La Búsqueda de Horarios de Misas: Una Realidad Inexistente
Una de las cuestiones más importantes para los visitantes con motivaciones religiosas es la disponibilidad de servicios. En este sentido, es fundamental aclarar que la Iglesia de San Martín de Tours no tiene horarios de misas regulares. Al estar en un despoblado, no funciona como una parroquia activa. No hay misa dominical, ni servicios semanales. La información que indica que el lugar está "operacional" puede llevar a equívocos; se refiere a que el lugar es visitable exteriormente, pero no a que ofrezca culto de manera habitual.
La única excepción a esta norma suelen ser eventos muy puntuales. En ocasiones, los antiguos habitantes del pueblo y sus descendientes organizan una romería anual, generalmente coincidiendo con la festividad de San Martín o San Marcos, momento en el cual se puede celebrar una misa especial.

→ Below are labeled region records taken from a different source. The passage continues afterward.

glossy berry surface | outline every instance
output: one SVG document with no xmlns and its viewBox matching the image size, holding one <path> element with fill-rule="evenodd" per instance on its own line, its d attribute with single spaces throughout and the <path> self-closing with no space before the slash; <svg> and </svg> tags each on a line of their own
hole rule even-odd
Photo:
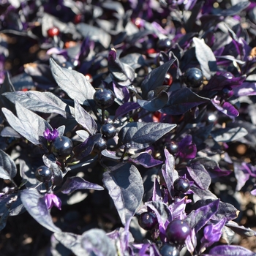
<svg viewBox="0 0 256 256">
<path fill-rule="evenodd" d="M 186 222 L 175 219 L 167 226 L 165 234 L 168 241 L 181 245 L 184 244 L 191 232 L 191 227 Z"/>
<path fill-rule="evenodd" d="M 108 146 L 108 142 L 107 140 L 101 138 L 95 144 L 94 147 L 94 150 L 95 152 L 99 153 L 102 150 L 106 149 Z"/>
<path fill-rule="evenodd" d="M 50 151 L 59 159 L 64 159 L 73 150 L 73 143 L 66 136 L 59 136 L 50 144 Z"/>
<path fill-rule="evenodd" d="M 140 215 L 138 222 L 144 230 L 151 230 L 157 224 L 157 218 L 153 212 L 143 212 Z"/>
<path fill-rule="evenodd" d="M 226 72 L 222 75 L 224 77 L 225 77 L 227 79 L 233 79 L 234 78 L 234 75 L 230 73 L 230 72 Z"/>
<path fill-rule="evenodd" d="M 157 47 L 159 50 L 165 50 L 170 48 L 171 44 L 172 42 L 169 38 L 160 39 L 157 42 Z"/>
<path fill-rule="evenodd" d="M 114 102 L 115 94 L 110 89 L 99 89 L 94 93 L 94 99 L 99 107 L 106 108 Z"/>
<path fill-rule="evenodd" d="M 174 141 L 167 142 L 165 144 L 165 146 L 170 154 L 174 154 L 177 153 L 178 144 L 176 142 Z"/>
<path fill-rule="evenodd" d="M 228 99 L 234 94 L 234 91 L 233 91 L 231 87 L 225 87 L 222 89 L 222 96 Z"/>
<path fill-rule="evenodd" d="M 166 73 L 163 86 L 170 86 L 173 83 L 173 76 L 170 73 Z"/>
<path fill-rule="evenodd" d="M 114 138 L 116 133 L 116 127 L 112 124 L 105 124 L 100 129 L 104 138 L 111 139 Z"/>
<path fill-rule="evenodd" d="M 162 256 L 179 256 L 179 250 L 173 244 L 165 244 L 161 249 Z"/>
<path fill-rule="evenodd" d="M 203 79 L 202 71 L 197 67 L 192 67 L 185 72 L 184 82 L 188 86 L 199 87 L 203 83 Z"/>
<path fill-rule="evenodd" d="M 40 182 L 49 182 L 53 176 L 53 173 L 47 166 L 42 165 L 36 170 L 34 175 Z"/>
<path fill-rule="evenodd" d="M 59 29 L 57 27 L 53 26 L 53 28 L 50 28 L 47 31 L 47 34 L 49 37 L 58 36 L 59 34 Z"/>
<path fill-rule="evenodd" d="M 187 178 L 180 177 L 174 181 L 174 189 L 180 193 L 186 193 L 190 188 L 189 181 Z"/>
</svg>

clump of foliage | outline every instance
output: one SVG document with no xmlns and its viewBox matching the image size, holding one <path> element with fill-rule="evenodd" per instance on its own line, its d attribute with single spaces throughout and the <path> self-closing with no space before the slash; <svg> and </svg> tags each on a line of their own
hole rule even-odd
<svg viewBox="0 0 256 256">
<path fill-rule="evenodd" d="M 230 195 L 256 195 L 255 2 L 0 7 L 1 230 L 26 211 L 52 255 L 255 255 Z M 89 194 L 111 228 L 53 222 Z"/>
</svg>

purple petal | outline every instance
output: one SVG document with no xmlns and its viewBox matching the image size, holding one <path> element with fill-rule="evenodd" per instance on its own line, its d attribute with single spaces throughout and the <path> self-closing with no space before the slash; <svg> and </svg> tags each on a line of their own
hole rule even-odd
<svg viewBox="0 0 256 256">
<path fill-rule="evenodd" d="M 141 165 L 146 168 L 150 168 L 151 167 L 162 164 L 162 161 L 154 159 L 154 157 L 147 152 L 141 153 L 136 158 L 129 158 L 129 161 L 138 165 Z"/>
<path fill-rule="evenodd" d="M 61 200 L 55 195 L 52 194 L 53 197 L 52 197 L 53 204 L 59 210 L 61 210 Z"/>
<path fill-rule="evenodd" d="M 224 102 L 222 105 L 221 105 L 220 102 L 215 98 L 211 99 L 211 103 L 218 110 L 228 116 L 232 119 L 236 116 L 238 116 L 239 115 L 239 112 L 237 110 L 237 109 L 230 102 Z"/>
<path fill-rule="evenodd" d="M 47 128 L 43 132 L 43 135 L 47 140 L 54 140 L 59 136 L 59 131 L 55 128 L 53 131 Z"/>
<path fill-rule="evenodd" d="M 54 194 L 45 195 L 45 202 L 48 209 L 56 206 L 59 210 L 61 210 L 61 200 Z"/>
<path fill-rule="evenodd" d="M 218 245 L 208 252 L 211 255 L 254 256 L 255 253 L 238 245 Z"/>
<path fill-rule="evenodd" d="M 53 202 L 52 200 L 50 195 L 52 195 L 52 194 L 46 194 L 45 195 L 45 204 L 46 204 L 48 209 L 50 209 L 53 206 Z"/>
</svg>

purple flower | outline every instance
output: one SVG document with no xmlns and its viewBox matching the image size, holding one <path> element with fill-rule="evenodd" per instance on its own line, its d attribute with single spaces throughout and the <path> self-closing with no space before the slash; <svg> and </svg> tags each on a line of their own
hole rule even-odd
<svg viewBox="0 0 256 256">
<path fill-rule="evenodd" d="M 47 140 L 54 140 L 59 136 L 59 132 L 57 129 L 53 129 L 53 131 L 50 131 L 48 128 L 44 132 L 44 137 Z"/>
<path fill-rule="evenodd" d="M 61 200 L 54 194 L 45 195 L 45 202 L 48 209 L 56 206 L 59 210 L 61 210 Z"/>
</svg>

Sin embargo, estos eventos no son fijos ni se publicitan ampliamente. Por lo tanto, si su objetivo es asistir a una celebración litúrgica, deberá consultar los horarios de misas en iglesias cercanas de localidades habitadas como Villafáfila o Manganeses de la Lampreana.
¿Para quién es esta visita?
La visita a la Iglesia de San Martín de Tours no es para todos los públicos. No es el lugar adecuado para quien busca la comodidad y los servicios de un centro religioso activo. En cambio, es un destino excepcional para un perfil de visitante muy concreto:
- Fotógrafos y artistas: La combinación de ruina, soledad y el paisaje castellano ofrece oportunidades visuales únicas.

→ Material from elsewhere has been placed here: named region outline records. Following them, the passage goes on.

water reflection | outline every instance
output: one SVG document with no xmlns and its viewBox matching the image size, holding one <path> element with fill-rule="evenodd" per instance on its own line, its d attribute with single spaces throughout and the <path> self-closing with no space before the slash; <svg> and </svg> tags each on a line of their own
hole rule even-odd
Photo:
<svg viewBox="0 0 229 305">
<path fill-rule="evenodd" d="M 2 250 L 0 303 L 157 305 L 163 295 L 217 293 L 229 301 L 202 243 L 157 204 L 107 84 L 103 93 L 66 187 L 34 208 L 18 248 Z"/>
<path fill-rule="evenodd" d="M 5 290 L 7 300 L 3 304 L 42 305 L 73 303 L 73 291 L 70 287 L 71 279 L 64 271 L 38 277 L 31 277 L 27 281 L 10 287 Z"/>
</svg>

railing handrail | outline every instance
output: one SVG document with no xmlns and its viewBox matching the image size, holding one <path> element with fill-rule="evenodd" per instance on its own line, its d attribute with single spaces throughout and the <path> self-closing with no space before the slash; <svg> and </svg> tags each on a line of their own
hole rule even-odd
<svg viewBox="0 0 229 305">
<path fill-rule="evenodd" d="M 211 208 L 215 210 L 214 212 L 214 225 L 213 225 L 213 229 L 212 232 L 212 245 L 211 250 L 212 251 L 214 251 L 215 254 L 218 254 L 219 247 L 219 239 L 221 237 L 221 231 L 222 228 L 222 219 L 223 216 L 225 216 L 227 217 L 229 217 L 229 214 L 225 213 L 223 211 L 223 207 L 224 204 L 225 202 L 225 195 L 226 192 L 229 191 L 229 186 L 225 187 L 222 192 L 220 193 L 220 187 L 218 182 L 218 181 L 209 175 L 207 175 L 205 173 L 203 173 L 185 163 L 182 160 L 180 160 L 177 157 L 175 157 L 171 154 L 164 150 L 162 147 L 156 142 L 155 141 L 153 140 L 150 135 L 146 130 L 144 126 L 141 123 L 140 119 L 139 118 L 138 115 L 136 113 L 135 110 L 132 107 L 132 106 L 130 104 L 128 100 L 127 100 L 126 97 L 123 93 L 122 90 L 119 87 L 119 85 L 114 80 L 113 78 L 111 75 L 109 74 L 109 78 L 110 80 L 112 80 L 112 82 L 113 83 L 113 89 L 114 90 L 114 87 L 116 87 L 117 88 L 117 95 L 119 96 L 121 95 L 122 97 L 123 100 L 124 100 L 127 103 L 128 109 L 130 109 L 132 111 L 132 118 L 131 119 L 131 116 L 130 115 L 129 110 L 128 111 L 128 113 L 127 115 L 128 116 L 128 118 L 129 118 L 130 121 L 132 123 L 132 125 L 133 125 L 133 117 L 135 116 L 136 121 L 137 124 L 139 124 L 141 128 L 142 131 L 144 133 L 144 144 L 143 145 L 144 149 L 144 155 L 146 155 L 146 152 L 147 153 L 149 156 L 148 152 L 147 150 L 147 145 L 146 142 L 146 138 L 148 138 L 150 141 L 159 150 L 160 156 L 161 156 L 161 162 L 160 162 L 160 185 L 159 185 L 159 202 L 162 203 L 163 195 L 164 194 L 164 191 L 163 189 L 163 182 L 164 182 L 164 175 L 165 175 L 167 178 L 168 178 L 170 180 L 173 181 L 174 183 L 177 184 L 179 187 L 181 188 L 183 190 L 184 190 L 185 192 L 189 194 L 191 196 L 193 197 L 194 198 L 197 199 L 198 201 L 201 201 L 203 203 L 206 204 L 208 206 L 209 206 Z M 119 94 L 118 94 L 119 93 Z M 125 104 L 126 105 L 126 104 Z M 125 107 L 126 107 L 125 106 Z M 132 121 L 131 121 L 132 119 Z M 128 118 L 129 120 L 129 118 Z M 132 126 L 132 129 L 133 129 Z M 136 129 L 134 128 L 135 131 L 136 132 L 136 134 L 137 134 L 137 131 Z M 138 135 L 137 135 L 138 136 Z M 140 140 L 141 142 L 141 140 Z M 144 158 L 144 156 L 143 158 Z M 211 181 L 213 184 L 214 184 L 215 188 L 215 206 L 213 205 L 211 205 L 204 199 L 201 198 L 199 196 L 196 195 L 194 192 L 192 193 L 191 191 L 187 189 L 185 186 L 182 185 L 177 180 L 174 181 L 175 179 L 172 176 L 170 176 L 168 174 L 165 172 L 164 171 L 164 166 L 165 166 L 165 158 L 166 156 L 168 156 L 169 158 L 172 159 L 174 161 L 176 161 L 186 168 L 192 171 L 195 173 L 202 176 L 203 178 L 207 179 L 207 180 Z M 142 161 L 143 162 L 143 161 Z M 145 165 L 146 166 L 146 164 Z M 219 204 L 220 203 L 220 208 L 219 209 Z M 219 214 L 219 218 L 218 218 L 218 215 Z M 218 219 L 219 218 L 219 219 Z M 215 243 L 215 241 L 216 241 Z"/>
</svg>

- Amantes de la historia: Es una ventana directa al fenómeno de la España vaciada y a la historia de un pueblo desaparecido.
- Observadores de aves y naturalistas: Su ubicación junto a las Lagunas de Villafáfila lo convierte en una parada perfecta dentro de una ruta por la reserva natural.

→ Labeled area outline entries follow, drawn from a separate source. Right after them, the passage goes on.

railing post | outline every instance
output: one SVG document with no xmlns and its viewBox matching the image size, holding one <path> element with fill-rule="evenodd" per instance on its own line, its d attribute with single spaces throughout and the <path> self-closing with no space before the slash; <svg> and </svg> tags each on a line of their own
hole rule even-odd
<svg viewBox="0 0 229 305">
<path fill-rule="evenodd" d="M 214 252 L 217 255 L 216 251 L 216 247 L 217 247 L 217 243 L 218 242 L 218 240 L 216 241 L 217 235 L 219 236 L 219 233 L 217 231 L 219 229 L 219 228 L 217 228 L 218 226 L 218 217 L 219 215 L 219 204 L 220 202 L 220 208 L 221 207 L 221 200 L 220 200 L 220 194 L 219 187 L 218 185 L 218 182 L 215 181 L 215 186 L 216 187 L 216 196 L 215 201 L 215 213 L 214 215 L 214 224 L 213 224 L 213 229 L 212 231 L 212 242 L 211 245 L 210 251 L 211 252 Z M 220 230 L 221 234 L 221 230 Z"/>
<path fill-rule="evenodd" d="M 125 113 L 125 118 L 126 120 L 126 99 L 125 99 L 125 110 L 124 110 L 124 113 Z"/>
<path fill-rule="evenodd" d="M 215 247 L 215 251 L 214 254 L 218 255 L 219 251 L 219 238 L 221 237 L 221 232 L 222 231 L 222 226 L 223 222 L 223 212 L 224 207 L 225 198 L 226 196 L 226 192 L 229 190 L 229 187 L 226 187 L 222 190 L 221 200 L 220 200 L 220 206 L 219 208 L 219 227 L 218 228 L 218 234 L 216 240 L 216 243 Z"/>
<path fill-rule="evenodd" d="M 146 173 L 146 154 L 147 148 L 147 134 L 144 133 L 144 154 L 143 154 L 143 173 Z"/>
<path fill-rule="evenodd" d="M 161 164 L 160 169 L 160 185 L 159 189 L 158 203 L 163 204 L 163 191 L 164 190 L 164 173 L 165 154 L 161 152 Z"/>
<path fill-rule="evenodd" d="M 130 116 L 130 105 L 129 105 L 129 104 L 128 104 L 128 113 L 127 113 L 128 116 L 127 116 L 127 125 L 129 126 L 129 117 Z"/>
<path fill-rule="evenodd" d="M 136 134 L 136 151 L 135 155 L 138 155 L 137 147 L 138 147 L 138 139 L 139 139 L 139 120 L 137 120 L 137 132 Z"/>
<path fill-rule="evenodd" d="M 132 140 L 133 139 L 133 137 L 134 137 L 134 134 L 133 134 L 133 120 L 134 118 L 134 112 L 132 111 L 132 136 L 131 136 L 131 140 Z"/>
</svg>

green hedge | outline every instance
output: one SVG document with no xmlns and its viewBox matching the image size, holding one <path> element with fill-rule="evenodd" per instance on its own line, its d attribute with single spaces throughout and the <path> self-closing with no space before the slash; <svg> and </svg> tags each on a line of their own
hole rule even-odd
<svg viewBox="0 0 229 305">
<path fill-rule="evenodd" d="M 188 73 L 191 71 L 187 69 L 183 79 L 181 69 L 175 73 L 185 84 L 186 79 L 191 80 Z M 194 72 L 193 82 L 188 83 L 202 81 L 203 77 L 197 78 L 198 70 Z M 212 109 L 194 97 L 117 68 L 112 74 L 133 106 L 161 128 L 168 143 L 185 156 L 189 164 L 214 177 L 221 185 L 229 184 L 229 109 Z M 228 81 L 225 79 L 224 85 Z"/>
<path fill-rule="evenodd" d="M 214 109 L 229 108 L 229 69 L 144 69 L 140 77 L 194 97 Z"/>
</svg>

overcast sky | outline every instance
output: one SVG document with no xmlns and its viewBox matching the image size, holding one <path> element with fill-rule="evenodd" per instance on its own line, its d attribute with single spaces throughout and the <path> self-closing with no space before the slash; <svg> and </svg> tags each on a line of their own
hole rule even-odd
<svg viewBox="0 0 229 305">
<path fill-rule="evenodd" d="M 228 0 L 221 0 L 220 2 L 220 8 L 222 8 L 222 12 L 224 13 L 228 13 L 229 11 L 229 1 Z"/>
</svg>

- Buscadores de silencio y reflexión: La paz y el silencio que se respiran en Otero de Sariegos son profundos, invitando a la meditación sobre el paso del tiempo y la memoria.
En definitiva, la Iglesia de San Martín de Tours es un lugar de gran poder evocador. Su valor no está en lo que ofrece hoy como lugar de culto, sino en lo que representa: la resistencia de la fe y la piedra frente al abandono, un hito en el paisaje y un conmovedor recordatorio de la vida que un día llenó Otero de Sariegos.